Cost of Credit Union Failures in 2018 Jumps to $792.5 Million
The board also approves a final rule designed to identify in one section maturity limits applicable to loans made by federal CUs.
The cost of credit union failures during 2018 totaled $792.5 million, a jump of more than $768 million over last year, NCUA Chief Financial Officer Rendell Jones told the agency board Thursday.
The $792.5 million is an increase from the $785 million the agency reported the share insurance fund lost due to failures in its end-of-year financial report.
In 2017, 10 credit unions failed; in 2018, eight failed.
As has been the case in the past, agency officials did not discuss specific losses during Thursday’s meeting.
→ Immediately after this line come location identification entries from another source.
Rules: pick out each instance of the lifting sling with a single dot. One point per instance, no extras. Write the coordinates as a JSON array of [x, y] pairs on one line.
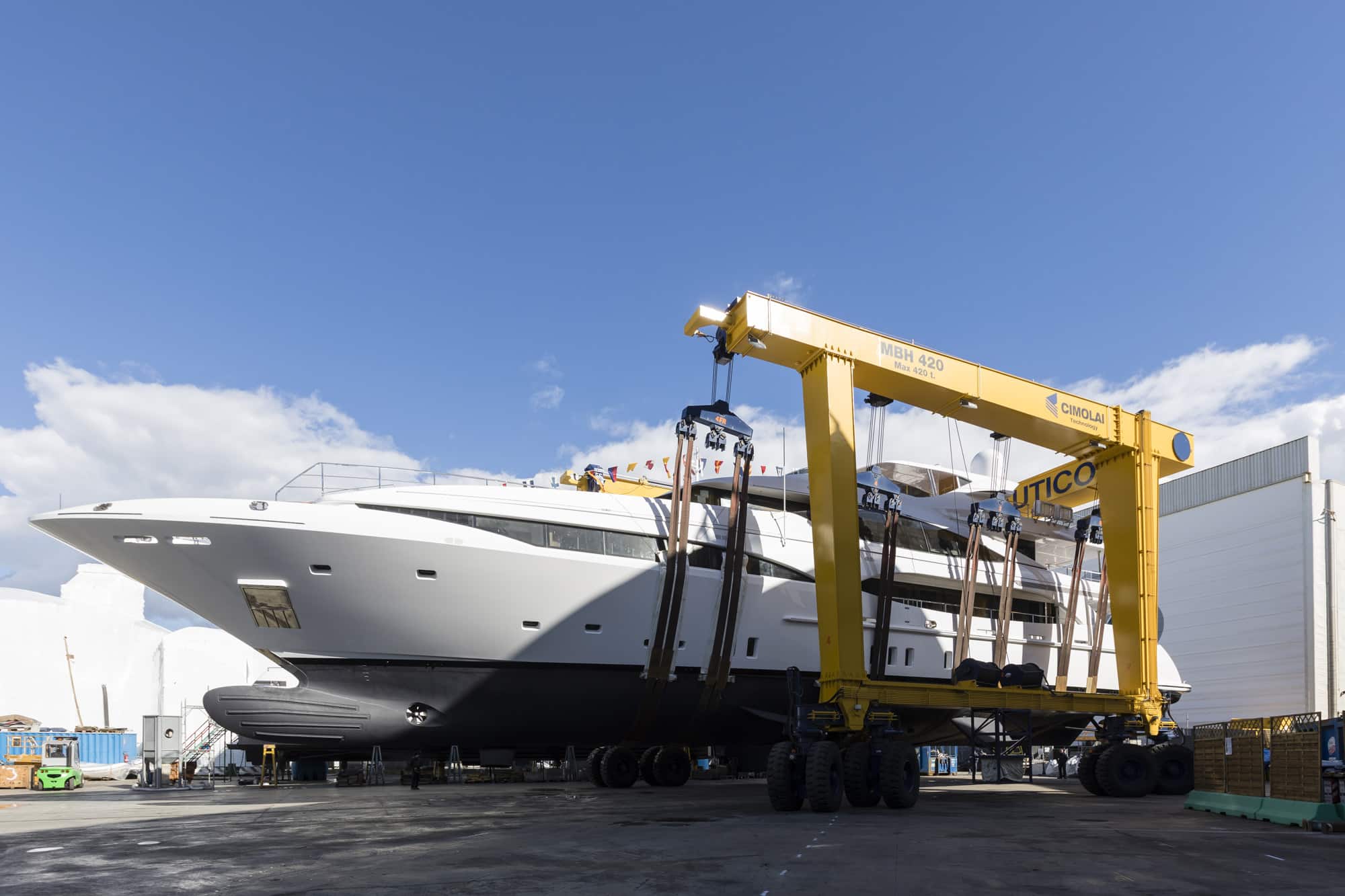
[[888, 502], [1100, 628], [660, 667], [1012, 528], [1087, 530], [728, 608]]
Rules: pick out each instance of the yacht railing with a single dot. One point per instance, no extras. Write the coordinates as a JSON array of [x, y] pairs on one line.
[[326, 477]]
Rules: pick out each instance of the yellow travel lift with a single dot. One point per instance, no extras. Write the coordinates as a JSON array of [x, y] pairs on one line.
[[1117, 460]]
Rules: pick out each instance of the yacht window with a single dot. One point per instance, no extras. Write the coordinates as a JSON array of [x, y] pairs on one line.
[[271, 607], [763, 567], [948, 600], [531, 533], [705, 557], [621, 544], [575, 538]]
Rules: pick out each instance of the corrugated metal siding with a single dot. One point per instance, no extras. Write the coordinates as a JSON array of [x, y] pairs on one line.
[[95, 747], [1237, 477]]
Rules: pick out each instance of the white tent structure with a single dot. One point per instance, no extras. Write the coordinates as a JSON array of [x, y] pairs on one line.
[[146, 667]]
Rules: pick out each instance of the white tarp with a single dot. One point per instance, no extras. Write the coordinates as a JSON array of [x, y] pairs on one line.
[[147, 669]]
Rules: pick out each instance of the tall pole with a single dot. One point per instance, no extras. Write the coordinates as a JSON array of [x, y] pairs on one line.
[[72, 670]]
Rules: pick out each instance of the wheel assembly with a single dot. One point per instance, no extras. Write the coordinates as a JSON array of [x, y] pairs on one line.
[[1176, 768], [1089, 770], [861, 776], [824, 776], [1126, 770], [621, 768], [648, 772], [672, 766], [595, 766], [785, 778], [899, 775]]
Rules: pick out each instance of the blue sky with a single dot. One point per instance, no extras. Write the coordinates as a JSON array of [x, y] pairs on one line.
[[406, 208]]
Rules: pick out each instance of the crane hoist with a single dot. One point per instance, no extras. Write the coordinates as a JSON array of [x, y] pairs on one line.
[[1117, 459]]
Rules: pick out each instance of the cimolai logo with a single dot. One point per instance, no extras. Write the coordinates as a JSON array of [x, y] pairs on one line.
[[1078, 412]]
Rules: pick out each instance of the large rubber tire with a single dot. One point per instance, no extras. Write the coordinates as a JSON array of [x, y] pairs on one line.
[[1089, 770], [1128, 770], [783, 782], [825, 776], [621, 767], [672, 766], [648, 772], [1176, 768], [861, 779], [899, 775], [595, 766]]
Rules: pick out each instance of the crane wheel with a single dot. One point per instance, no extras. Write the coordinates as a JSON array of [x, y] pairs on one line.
[[1128, 770], [672, 766], [825, 776], [1089, 770], [899, 775], [861, 778], [785, 778], [1176, 768], [648, 772], [595, 766], [621, 767]]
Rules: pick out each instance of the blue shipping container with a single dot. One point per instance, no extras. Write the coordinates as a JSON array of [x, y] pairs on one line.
[[102, 748]]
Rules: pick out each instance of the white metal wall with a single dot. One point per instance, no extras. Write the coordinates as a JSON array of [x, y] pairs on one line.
[[1235, 595]]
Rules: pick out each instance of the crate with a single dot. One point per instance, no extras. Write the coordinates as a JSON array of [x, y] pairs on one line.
[[1296, 768]]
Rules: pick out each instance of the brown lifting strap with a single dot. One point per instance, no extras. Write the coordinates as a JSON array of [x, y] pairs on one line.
[[1087, 530], [1100, 627], [731, 581], [1007, 596], [966, 608], [883, 610], [658, 669]]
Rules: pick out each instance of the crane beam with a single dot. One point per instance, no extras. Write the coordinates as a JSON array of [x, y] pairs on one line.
[[1128, 454]]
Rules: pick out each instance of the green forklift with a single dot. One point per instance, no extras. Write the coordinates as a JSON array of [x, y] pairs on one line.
[[60, 768]]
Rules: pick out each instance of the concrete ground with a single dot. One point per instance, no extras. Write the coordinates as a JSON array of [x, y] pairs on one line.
[[708, 837]]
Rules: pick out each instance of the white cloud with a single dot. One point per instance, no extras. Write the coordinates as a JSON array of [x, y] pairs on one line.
[[547, 366], [107, 440], [548, 397], [783, 286]]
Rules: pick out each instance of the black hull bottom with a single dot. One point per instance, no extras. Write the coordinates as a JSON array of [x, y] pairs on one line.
[[345, 708]]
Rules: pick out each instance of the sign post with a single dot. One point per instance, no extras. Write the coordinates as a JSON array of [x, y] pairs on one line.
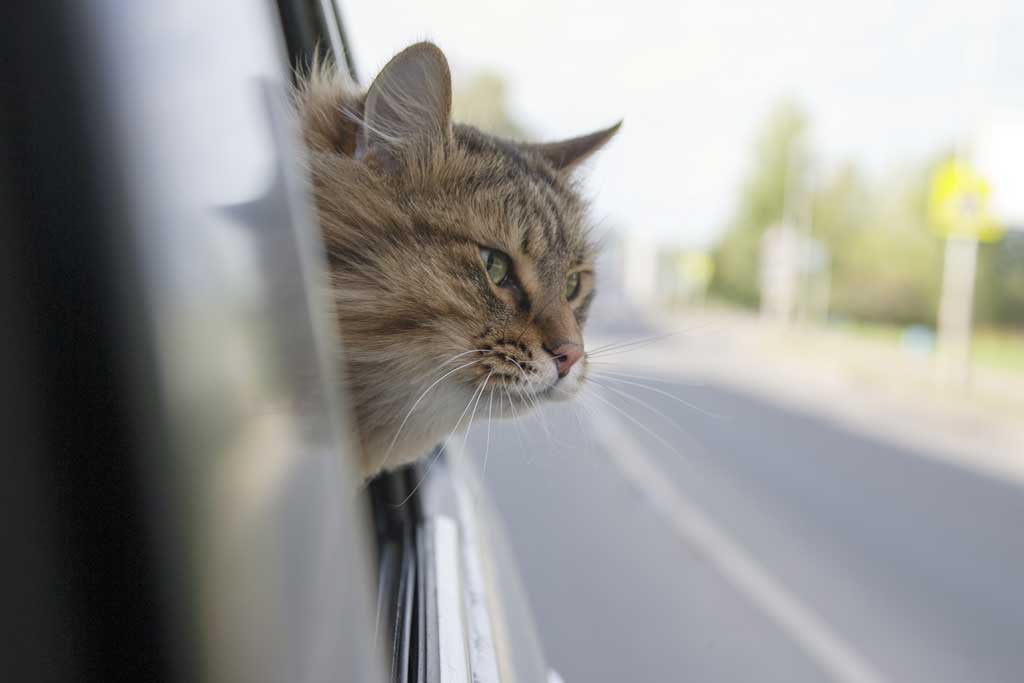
[[958, 211]]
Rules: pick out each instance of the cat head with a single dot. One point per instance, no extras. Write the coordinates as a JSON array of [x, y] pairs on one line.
[[453, 253]]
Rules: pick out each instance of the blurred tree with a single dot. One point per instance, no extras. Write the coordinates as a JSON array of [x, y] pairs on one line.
[[482, 101], [778, 179], [887, 265]]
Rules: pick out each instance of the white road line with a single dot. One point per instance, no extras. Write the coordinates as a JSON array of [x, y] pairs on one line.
[[691, 524]]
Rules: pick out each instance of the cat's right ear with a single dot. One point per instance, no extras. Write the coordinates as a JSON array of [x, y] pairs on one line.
[[409, 103]]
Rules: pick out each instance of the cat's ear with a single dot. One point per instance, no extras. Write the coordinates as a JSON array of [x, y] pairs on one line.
[[566, 155], [409, 103]]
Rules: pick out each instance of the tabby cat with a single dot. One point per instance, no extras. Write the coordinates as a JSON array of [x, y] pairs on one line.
[[460, 263]]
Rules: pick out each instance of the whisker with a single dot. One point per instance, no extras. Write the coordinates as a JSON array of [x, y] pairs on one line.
[[425, 391], [476, 394], [604, 371], [642, 402], [620, 346], [459, 355], [486, 450], [666, 393], [639, 424]]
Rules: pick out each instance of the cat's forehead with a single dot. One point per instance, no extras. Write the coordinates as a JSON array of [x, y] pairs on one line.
[[536, 210]]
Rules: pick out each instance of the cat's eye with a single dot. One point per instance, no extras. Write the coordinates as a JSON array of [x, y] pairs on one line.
[[497, 264], [571, 286]]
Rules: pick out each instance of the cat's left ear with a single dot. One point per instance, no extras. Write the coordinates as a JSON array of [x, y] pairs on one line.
[[566, 155], [408, 104]]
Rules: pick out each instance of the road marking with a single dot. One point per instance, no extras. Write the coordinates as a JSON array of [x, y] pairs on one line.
[[692, 525]]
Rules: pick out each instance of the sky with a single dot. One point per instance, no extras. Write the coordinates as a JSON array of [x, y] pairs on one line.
[[886, 84]]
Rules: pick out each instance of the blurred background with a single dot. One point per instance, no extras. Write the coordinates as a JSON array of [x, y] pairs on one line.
[[802, 451]]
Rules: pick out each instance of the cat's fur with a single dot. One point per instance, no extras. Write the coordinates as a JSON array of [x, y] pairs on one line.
[[407, 199]]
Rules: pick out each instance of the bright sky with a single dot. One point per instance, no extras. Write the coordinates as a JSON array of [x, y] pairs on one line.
[[885, 82]]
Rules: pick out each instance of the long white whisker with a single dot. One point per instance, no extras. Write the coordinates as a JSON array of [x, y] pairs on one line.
[[642, 402], [666, 393], [486, 449], [425, 391], [602, 370], [642, 426], [476, 394]]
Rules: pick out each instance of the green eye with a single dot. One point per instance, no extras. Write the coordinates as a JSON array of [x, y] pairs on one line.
[[571, 286], [497, 264]]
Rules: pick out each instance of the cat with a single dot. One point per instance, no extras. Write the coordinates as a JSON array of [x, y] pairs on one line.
[[459, 262]]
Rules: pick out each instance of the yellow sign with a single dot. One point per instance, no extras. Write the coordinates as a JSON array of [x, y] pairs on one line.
[[958, 206]]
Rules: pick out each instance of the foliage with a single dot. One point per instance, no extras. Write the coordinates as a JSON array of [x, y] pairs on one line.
[[886, 263], [779, 174]]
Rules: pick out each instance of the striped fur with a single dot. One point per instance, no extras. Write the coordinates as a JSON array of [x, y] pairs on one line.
[[407, 200]]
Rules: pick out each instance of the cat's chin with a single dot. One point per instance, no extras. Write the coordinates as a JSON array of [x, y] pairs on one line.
[[565, 389]]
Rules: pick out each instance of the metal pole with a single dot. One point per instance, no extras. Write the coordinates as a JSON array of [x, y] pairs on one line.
[[955, 309]]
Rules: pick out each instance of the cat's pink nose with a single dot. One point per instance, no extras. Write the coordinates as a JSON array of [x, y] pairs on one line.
[[566, 356]]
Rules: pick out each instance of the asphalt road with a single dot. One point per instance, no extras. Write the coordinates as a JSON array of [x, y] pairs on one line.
[[754, 545]]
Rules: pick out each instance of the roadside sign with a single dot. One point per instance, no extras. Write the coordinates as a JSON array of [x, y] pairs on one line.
[[958, 204]]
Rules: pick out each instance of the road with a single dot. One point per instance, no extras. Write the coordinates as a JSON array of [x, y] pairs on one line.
[[745, 542]]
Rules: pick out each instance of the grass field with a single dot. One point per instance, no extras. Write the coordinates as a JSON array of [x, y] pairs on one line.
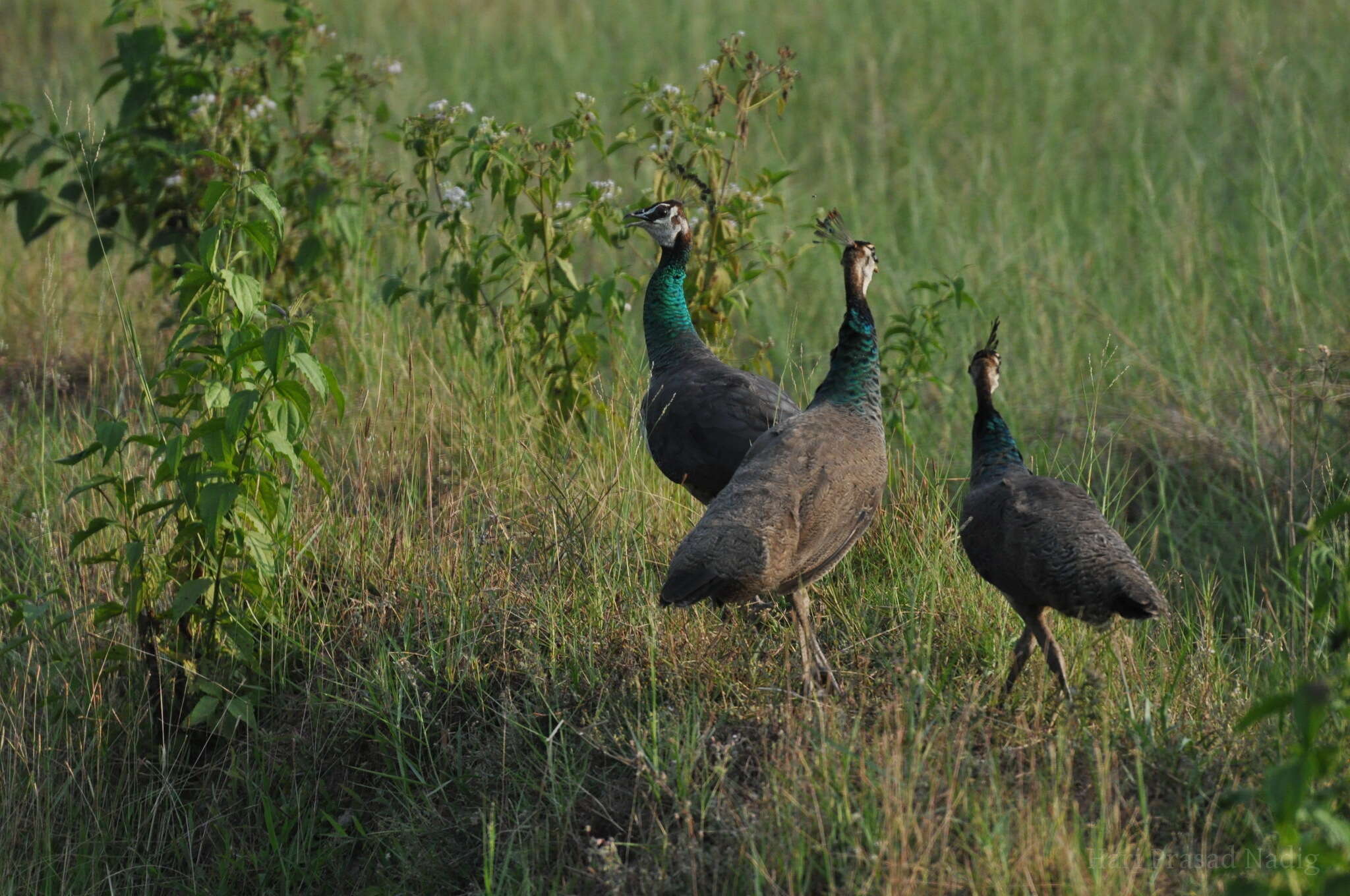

The agency has said that a large portion of the share insurance fund losses can be attributed to the failure of two credit unions—Melrose Credit Union and LOMTO Federal Credit Union.
Those two institutions faced millions of dollars in losses for loans made with taxi medallions as collateral.
Teachers Federal Credit Union took over both credit union but did not take on any of the taxi-related loans.
The NCUA’s Inspector General is required to issue reports on the losses at each of those credit unions, but has not yet made those reports public.
At Thursday’s meeting, the board also approved a final rule designed to identify in one section maturity limits applicable to loans made by federal credit unions.
Board Chairman J. Mark McWatters referred to the change as a “clean up rule” intended to simplify regulations.